Kernel of a $R$-linear map is uniquely determined? In my algebra textbook there is the following exercise:
Let $M$ and $N$ be two left $R$-modules and $f:M\longrightarrow N$ a $R$-linear map. Show the kernel $L$ of $f$ is uniquely determined by the following universal property:
$(i)$ There is a unique $R$-linear map $\ell:L\longrightarrow M$ such that $f\ell=0$.
$(ii)$ If $\ell^\prime:L^\prime\longrightarrow M$ is a linear map such that $f\ell^\prime=0$ there is a unique $R$-linear map $u:L^\prime\longrightarrow L$ such that $\ell^\prime=\ell u$.

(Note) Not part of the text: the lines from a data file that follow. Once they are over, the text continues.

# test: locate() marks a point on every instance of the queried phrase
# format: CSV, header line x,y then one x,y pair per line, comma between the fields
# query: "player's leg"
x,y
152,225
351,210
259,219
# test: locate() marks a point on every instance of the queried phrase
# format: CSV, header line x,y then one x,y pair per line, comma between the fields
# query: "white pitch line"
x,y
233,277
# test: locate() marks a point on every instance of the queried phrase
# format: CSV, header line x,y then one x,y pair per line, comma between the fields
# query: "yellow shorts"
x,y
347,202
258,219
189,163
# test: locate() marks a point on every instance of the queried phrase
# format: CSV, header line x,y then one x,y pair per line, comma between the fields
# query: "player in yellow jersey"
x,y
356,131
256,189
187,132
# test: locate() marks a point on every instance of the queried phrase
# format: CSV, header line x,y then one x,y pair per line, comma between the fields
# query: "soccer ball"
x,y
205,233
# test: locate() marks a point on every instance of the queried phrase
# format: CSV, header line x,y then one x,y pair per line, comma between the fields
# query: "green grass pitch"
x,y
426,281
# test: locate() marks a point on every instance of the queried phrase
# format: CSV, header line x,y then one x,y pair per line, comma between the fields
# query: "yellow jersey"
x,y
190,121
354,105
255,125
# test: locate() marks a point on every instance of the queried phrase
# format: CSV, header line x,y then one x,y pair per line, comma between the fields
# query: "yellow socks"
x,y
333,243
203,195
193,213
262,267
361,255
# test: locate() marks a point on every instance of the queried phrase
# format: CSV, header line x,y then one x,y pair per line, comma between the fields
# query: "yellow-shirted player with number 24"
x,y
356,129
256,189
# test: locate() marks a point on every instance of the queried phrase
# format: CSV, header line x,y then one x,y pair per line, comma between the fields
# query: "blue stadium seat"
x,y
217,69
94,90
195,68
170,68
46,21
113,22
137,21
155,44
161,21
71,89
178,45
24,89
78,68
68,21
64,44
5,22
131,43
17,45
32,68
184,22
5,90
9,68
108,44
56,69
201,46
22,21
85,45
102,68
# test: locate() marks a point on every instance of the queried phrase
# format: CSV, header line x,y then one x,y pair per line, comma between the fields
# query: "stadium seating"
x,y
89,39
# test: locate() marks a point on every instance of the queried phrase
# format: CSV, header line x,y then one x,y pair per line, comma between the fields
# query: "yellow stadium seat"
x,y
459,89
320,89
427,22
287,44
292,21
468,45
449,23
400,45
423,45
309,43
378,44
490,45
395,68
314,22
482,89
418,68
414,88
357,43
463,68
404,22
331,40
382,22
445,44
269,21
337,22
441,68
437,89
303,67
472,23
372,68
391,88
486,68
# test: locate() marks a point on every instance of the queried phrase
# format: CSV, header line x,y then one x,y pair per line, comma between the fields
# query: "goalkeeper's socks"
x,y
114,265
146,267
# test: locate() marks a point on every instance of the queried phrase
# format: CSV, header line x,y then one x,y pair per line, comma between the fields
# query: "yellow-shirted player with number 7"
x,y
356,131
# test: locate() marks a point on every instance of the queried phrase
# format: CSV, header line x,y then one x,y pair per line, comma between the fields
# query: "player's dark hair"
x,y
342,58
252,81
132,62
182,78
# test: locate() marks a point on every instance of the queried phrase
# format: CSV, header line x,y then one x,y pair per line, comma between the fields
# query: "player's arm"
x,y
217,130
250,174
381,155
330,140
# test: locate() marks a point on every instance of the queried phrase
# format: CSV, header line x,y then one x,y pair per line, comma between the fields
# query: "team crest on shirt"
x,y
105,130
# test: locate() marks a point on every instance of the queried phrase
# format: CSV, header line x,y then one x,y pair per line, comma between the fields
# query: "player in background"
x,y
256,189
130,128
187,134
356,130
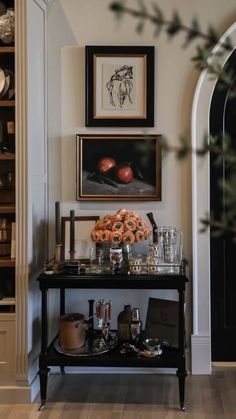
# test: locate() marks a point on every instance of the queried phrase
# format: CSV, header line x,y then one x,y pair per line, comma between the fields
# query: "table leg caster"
x,y
41,407
182,407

The main problem is that I didn't understand what I'm supposed to do, so I don't even know where to start.
Can anyone help me out?
Thanks
 A: The issue here is that you need to know what you mean by "unique". You can show that such an object $L$ exists ; just take it to be the submodule of $M$ of elements mapped to $0$ under $f$, and check the two conditions. For "unicity", if you have two modules $L_1,L_2$ that satisfy property (i) and (ii), you cannot hope to show that $L_1 = L_2$, but you can certainly show that $L_1 \simeq L_2$ as $R$-modules, and you can do that assuming that (i) and (ii) are satisfied by $L_1$ and $L_2$. We usually say that $L$ is "unique up to unique isomorphism". 

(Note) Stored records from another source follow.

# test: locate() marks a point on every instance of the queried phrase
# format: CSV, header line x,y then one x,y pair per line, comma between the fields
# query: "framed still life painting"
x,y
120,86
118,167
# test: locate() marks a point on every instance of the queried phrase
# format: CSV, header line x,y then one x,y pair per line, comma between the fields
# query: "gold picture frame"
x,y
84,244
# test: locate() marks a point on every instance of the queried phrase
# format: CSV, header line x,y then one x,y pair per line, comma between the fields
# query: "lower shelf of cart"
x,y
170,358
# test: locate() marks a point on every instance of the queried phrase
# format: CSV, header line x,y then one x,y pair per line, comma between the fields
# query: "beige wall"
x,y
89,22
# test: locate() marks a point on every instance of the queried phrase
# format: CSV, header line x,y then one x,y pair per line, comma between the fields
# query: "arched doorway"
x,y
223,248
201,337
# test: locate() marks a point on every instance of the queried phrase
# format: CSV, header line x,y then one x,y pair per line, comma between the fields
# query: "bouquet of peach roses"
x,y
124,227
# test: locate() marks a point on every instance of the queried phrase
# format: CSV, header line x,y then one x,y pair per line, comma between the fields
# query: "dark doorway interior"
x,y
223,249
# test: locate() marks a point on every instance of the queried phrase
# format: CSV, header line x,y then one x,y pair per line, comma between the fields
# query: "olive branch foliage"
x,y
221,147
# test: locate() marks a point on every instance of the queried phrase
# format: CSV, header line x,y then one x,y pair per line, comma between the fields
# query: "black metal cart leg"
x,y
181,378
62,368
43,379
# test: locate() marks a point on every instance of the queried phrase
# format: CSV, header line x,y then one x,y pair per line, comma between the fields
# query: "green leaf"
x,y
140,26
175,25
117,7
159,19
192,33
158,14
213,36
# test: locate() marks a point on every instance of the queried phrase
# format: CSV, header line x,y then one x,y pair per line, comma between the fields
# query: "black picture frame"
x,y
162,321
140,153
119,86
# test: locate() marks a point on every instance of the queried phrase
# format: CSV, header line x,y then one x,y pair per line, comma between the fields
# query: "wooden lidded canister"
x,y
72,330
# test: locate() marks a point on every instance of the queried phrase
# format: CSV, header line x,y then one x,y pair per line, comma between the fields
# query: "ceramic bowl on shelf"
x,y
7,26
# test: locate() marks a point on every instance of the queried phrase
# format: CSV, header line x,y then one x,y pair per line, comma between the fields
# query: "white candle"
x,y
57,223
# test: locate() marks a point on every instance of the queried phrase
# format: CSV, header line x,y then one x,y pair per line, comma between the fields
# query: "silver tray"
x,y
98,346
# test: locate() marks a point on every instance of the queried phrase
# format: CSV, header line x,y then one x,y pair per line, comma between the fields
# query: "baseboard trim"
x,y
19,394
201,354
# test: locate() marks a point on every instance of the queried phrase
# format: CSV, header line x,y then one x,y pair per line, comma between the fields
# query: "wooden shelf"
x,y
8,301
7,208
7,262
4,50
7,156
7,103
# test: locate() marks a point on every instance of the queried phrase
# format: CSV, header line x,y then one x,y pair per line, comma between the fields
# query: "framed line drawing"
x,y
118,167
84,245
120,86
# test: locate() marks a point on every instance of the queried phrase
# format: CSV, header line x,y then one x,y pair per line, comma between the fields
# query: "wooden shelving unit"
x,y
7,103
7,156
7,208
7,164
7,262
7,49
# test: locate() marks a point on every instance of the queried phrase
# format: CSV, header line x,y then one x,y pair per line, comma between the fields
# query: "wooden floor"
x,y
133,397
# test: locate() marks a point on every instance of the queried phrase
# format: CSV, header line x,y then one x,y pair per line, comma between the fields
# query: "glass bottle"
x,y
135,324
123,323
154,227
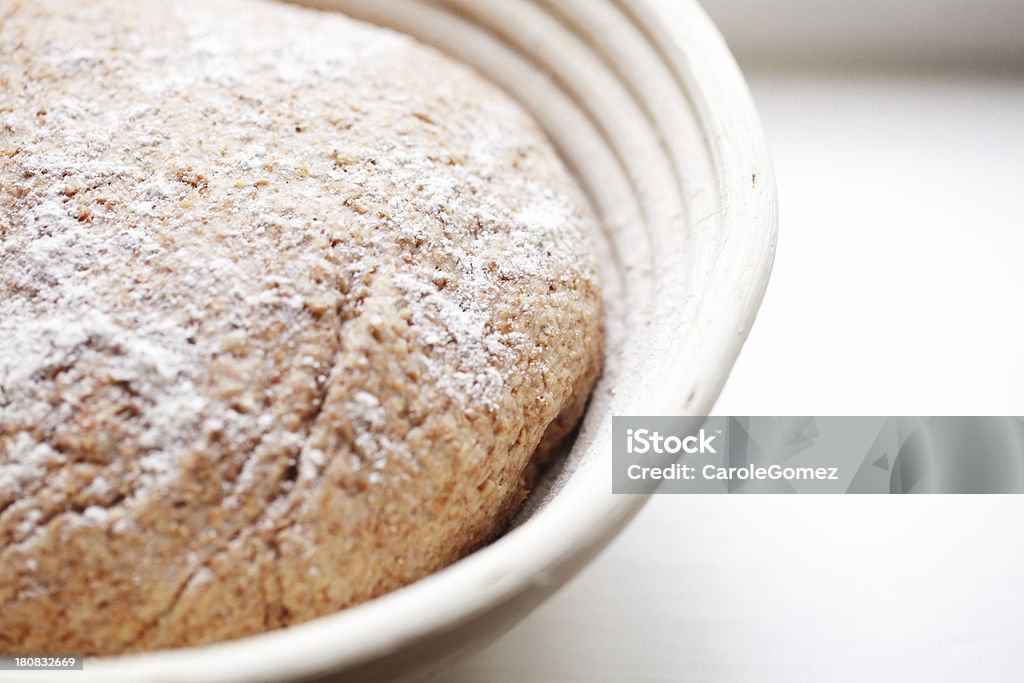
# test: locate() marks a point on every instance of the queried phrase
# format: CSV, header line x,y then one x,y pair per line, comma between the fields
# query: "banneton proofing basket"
x,y
649,111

In category theory, the two properties (i) and (ii) define an object called "a kernel of $f$", where $f$ is some arrow in the category. Any two kernels are then isomorphic. For category theorists, this is better because it removes the "explicit construction" of the picture (i.e. your representation of the kernel using the submodule of elements mapped to $0$ by $f$) and only preserves the "important properties" of the kernel.
Feel free to ask if you want more hints.
Hope that helps,